Screening Human Embryos for Polygenic Traits Has Limited Utility

Abstract

The increasing proportion of variance in human complex traits explained by polygenic scores, along with progress in preimplantation genetic diagnosis, suggests the possibility of screening embryos for traits such as height or cognitive ability. However, the expected outcomes of embryo screening are unclear, which undermines discussion of associated ethical concerns. Here, we use theory, simulations, and real data to evaluate the potential gain of embryo screening, defined as the difference in trait value between the top-scoring embryo and the average embryo. The gain increases very slowly with the number of embryos but more rapidly with the variance explained by the score. Given current technology, the average gain due to screening would be ≈2.5 cm for height and ≈2.5 IQ points for cognitive ability. These mean values are accompanied by wide prediction intervals, and indeed, in large nuclear families, the majority of children top-scoring for height are not the tallest.

Keywords: cognitive ability; complex traits; embryo screening; embryo selection; height; polygenic scores; pre-implantation genetic testing; quantitative genetics.

Figure 1.. The mean gain vs the proportion of the variance explained by the PS.

Blue dots and the 95% confidence intervals (light blue bands) represent simulations with 10 embryos per couple. To generate scores with increasing proportions of variance explained, we gradually added chromosomes 1 to 22 to the computed PS. The orange line corresponds to the theoretical model derived in Methods S1 and described in Eq. (1). For each value of $r_{\text{ps}}^2$, dots are averages and 95% confidence intervals are based on ±1.96 the standard error of the mean over the simulated families. (A) Gain in height for random couples: 500 simulated pairings drawn from the Longevity cohort. (B) Gain in height for actual couples: 102 couples from the Longevity cohort. (C) Gain in IQ for random couples: 500 simulated pairings drawn from the ASPIS cohort. See also Figure S3.

Figure 2.. The mean gain vs the number of embryos.

Blue dots are from simulations, and orange lines are for the theoretical prediction (Eq. (1)). All details are as in Figure 1. See also Figures S1 and S2.

Figure 3.. The distribution of the predicted gain from embryo selection with 10 embryos per couple.

(A) The gain in height by simulating 500 random couples from the Longevity cohort. (B) Same as (A), but with actual spouses (n = 102). (C) The gain in IQ by simulating 500 random couples from the ASPIS cohort. Lines are estimated densities.

Figure 4.. The prediction interval width as a function of the proportion of variance explained by the combination of parental phenotypes and the PS of the child.

If the proportion of variance explained is p, the half-interval width is $1.96{\sigma }_z\sqrt{1-p}$. (A) The prediction interval for height, assuming σ_z = 6cm. The proportion p is unknown, but cannot exceed the heritability, which we assume to be h² ≈ 0.8, and cannot fall under h⁴/2 ≈ 0.32, which is the theoretical variance explained by the mid-parental height. (B) The prediction interval for IQ, with σ_z = 15 points. We assume the heritability is in the range [0.6,0.8], with a minimal variance explained of 0.6²/2 = 0.18.

Figure 5.. An analysis of selection for height in 28 real families with up to 20 adult offspring each.

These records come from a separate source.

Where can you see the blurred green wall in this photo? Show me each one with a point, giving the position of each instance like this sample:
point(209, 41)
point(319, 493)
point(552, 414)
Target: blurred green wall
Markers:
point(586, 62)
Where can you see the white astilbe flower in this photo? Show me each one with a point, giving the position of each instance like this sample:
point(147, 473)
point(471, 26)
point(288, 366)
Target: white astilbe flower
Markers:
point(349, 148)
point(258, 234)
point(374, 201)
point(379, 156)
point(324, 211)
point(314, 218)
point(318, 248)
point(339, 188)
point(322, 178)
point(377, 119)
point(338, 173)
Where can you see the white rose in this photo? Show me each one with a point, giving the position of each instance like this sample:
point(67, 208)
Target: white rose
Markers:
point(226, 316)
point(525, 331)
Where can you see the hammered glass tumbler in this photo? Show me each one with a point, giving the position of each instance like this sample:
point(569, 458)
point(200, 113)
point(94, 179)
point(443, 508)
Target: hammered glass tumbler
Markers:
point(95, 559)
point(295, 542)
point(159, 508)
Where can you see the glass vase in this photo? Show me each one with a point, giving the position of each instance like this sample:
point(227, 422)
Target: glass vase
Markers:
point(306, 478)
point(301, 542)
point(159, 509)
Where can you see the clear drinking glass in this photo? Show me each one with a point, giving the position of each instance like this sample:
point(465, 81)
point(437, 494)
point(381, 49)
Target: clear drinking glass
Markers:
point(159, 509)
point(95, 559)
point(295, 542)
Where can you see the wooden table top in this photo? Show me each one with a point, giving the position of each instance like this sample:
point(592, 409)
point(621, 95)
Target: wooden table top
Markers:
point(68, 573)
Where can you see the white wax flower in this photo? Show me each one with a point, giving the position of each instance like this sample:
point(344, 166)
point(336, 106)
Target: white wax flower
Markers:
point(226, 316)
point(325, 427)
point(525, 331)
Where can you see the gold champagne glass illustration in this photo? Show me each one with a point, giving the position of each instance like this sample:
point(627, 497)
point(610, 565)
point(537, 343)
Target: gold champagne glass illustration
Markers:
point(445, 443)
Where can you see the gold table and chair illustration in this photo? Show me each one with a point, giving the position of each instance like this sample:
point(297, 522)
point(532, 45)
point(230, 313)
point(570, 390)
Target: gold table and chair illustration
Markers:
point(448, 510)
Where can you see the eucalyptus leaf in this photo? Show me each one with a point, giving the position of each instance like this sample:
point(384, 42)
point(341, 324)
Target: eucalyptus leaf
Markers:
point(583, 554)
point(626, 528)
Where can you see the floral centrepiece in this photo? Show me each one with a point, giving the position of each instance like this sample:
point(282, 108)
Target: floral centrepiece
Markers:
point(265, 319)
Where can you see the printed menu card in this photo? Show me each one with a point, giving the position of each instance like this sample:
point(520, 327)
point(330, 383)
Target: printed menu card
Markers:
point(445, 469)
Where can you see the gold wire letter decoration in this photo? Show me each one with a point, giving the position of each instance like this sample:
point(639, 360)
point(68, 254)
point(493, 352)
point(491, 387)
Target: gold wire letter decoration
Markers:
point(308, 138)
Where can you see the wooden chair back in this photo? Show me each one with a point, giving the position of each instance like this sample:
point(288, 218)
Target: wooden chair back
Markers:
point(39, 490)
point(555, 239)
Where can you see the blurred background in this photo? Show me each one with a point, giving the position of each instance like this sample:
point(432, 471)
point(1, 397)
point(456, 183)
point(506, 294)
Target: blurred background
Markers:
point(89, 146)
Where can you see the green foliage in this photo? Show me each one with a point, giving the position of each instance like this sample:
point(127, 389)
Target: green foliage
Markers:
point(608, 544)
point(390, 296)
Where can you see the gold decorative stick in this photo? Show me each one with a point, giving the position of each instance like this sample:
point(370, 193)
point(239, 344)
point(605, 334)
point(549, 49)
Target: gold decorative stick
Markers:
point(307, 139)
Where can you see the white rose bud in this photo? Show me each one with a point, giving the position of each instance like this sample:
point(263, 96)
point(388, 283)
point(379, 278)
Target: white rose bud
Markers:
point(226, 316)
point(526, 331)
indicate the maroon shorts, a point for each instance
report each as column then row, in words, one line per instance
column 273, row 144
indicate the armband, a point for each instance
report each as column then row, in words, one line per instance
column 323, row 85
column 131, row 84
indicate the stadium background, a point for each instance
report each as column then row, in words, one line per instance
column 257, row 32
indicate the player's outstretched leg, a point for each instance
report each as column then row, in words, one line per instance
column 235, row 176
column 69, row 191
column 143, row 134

(A) The realized gain in each family, defined as the difference between the actual (age- and sex-corrected) height of the offspring with the highest PS and the average height of all offspring in the family. The theoretical prediction is based on Eq. (1). (B) The actual height (age- and sex-corrected) of all members of all families. The figure demonstrates the effect of the current low-accuracy prediction models, as the tallest-predicted sibling (red squares) is usually not the actual-tallest sibling (only 7/28 times). Siblings are depicted as grey dots, and the parents of each family as blue triangles. In some families only one parent was available.